Wie berichtet waren im Rahmen einer Razzia in zehn Wohnungen in Bonn, Berlin und Frankfurt am Main acht Personen verhaftet worden: Neben Karolina R., die die deutsche und polnische Staatsangehörigkeit besitzt, Fatih I., Fatih K. und fünf weitere Beschuldigte, zu denen sich die Generalbundesanwaltschaft nicht äußern wollte. Fatih I. soll die Isis als Kämpfer, nach seiner Rückkehr nach Frankfurt dann mit Sach- und Geldmitteln unterstützt haben. Fatih K. soll ebenfalls in den Reihen der Isis gekämpft und Propaganda für sie gemacht haben.

Die in Polen geborene und in Deutschland zum Islam konvertierte Karolina R. soll die als terroristische Vereinigung geltende Organisation Islamischer Staat in Irak und Syrien (Isis), die in Syrien mit Waffengewalt ein Kalifat, einen Gottesstaat, errichten will, mit Geld unterstützt haben. Die 25-Jährige soll in mehreren Tranchen fast 4800 Euro von Deutschland aus überwiesen haben.

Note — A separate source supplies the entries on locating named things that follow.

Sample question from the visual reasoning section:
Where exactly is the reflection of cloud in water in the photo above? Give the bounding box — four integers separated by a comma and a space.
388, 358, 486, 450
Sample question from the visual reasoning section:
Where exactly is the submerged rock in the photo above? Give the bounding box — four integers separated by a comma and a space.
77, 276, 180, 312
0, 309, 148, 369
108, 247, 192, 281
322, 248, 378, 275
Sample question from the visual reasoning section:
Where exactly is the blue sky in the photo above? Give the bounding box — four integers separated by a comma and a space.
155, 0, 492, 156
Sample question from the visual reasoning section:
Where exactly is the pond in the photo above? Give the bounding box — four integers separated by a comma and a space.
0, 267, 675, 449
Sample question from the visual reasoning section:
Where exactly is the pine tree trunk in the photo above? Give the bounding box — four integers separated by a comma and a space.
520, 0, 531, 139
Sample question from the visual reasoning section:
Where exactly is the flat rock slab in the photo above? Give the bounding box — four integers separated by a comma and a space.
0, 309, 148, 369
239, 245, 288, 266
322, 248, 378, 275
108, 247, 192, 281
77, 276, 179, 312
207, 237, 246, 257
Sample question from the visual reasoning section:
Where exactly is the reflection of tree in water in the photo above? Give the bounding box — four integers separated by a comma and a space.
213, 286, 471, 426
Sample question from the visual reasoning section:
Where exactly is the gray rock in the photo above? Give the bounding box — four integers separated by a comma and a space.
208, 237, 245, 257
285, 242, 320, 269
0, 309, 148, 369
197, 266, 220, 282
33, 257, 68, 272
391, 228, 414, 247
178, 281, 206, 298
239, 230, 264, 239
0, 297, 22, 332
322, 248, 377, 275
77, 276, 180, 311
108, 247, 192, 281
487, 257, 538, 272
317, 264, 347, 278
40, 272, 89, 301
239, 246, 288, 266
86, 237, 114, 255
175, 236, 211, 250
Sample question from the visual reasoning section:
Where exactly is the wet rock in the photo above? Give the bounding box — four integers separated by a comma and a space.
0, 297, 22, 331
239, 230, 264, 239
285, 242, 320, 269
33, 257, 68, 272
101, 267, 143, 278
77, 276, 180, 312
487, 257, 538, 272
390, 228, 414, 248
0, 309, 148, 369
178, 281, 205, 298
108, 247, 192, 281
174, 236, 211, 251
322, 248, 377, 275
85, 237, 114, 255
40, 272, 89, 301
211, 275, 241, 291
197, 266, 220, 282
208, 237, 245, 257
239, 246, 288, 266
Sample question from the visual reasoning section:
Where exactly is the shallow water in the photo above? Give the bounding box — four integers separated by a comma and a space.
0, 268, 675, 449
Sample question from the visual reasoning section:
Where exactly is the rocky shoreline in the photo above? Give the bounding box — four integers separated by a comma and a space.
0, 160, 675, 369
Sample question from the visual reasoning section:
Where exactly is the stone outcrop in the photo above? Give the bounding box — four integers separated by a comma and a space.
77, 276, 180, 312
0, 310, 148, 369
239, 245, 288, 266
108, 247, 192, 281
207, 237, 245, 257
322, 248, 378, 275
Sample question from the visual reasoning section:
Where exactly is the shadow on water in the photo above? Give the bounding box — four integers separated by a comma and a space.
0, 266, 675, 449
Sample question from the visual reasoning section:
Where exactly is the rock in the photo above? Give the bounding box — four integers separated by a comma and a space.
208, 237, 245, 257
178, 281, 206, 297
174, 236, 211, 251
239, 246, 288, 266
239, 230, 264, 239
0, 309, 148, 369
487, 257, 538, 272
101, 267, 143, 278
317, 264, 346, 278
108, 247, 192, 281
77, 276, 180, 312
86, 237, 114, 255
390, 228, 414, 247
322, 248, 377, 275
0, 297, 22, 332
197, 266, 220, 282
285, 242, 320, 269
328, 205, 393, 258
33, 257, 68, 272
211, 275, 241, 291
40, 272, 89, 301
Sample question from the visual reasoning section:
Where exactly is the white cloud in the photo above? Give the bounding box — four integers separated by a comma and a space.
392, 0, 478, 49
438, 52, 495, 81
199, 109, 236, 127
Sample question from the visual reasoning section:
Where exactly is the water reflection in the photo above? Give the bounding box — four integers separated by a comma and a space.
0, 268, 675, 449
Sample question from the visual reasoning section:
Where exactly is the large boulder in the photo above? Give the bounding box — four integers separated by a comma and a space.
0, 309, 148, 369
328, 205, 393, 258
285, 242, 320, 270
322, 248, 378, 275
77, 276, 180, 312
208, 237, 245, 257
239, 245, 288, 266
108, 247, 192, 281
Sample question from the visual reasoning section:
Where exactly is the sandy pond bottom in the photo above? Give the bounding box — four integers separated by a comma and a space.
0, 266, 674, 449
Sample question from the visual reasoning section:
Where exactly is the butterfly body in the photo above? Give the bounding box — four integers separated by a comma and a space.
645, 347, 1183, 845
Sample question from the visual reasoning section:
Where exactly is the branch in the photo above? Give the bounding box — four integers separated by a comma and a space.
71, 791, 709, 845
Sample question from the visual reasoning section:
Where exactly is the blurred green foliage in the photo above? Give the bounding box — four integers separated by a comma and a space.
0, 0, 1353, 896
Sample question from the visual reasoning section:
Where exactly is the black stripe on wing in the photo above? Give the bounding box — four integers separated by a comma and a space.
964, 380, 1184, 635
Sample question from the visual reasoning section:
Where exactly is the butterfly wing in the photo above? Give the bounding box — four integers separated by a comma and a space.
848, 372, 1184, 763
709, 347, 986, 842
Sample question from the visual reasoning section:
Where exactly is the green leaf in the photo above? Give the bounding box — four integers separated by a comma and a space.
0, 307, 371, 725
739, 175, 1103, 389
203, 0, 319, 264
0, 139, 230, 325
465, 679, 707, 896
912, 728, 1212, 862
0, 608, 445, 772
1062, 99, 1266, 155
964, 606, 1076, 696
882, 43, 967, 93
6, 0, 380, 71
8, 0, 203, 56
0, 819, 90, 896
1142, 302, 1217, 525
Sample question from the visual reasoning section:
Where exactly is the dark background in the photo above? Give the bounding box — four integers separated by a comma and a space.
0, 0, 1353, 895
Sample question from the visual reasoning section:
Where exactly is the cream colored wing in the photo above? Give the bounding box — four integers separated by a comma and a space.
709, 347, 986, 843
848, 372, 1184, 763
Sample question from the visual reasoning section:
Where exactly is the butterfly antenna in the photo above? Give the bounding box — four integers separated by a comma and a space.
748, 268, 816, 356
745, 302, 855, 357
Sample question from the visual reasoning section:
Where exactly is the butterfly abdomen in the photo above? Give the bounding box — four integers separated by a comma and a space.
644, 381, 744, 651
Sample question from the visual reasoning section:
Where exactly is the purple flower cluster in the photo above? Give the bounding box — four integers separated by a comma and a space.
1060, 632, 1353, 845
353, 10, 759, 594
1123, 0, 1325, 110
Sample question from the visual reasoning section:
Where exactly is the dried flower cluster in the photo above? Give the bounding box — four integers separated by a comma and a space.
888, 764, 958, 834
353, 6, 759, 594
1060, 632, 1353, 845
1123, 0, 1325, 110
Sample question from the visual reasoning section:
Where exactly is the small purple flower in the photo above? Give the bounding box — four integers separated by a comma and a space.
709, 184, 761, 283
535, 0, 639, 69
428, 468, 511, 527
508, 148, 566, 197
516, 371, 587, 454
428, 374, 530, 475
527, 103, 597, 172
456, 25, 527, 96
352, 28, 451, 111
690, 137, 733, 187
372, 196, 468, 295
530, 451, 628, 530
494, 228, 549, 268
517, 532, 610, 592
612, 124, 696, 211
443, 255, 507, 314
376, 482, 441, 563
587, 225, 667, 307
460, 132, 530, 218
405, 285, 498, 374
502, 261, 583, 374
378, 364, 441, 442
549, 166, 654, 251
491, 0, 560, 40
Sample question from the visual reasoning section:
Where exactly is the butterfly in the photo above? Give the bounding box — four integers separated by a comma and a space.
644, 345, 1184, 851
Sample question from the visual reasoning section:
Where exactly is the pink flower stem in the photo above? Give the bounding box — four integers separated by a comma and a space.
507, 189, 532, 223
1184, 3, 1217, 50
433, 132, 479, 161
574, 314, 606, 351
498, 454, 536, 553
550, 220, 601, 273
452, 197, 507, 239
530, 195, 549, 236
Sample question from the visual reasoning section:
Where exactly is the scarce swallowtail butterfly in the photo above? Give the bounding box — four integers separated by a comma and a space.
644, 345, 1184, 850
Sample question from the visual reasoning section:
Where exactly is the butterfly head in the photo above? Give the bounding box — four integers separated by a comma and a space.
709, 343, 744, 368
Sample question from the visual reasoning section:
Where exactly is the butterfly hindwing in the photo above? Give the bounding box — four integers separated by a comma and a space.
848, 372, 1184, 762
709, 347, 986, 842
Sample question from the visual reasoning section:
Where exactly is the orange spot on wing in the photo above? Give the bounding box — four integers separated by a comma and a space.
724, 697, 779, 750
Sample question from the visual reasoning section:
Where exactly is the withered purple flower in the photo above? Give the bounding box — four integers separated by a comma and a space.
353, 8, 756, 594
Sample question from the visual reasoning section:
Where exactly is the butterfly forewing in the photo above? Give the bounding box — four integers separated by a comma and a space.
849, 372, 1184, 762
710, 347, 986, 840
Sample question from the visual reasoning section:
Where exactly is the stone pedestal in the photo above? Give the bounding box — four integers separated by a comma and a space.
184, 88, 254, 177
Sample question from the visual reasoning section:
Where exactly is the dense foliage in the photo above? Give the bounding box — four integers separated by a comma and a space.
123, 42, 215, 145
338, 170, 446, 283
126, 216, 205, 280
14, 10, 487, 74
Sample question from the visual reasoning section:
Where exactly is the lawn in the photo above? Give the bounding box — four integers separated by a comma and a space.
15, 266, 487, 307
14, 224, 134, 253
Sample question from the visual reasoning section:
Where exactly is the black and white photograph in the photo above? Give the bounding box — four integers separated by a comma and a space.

Nur wenige Stunden nach Karolina R.s Festnahme in Bonn stellte einer der bekanntesten deutschen Islamisten, Bernhard Falk, am Montagabend die Nachricht ins Netz: "Geehrte Geschwister, seid solidarisch mit der heute verhafteten Schwester Karolina R. (Name von der Redaktion abgekürzt) und ihrem 18 Monate alten Baby." Der ehemalige Linksterrorist Falk schildert auf seiner Facebook-Seite Details, die er nicht der Pressemitteilung der Generalbundesanwaltschaft entnommen haben konnte. So ist zu vermuten, dass er die Information über die Verhaftung aus erster, zumindest aus zweiter Hand haben musste.

Ihren ehemaligen Schulleiter auf Karolina R. angesprochen, erinnerte sich dieser sofort an sie - zu auffällig war ihre Veränderung während ihrer Zeit an einer Bonner Berufsschule, wo sie Mitte 2011 ihr Abitur machte: "Sie kam plötzlich vollverschleiert in den Unterricht." Ein Lehrerkollege beschrieb ihren Wandel von einer "lebenslustigen jungen Frau zu einer, die ihre Religion streng praktizierte". Ihr Verhalten habe auf Mitschüler und Lehrer sehr befremdlich gewirkt.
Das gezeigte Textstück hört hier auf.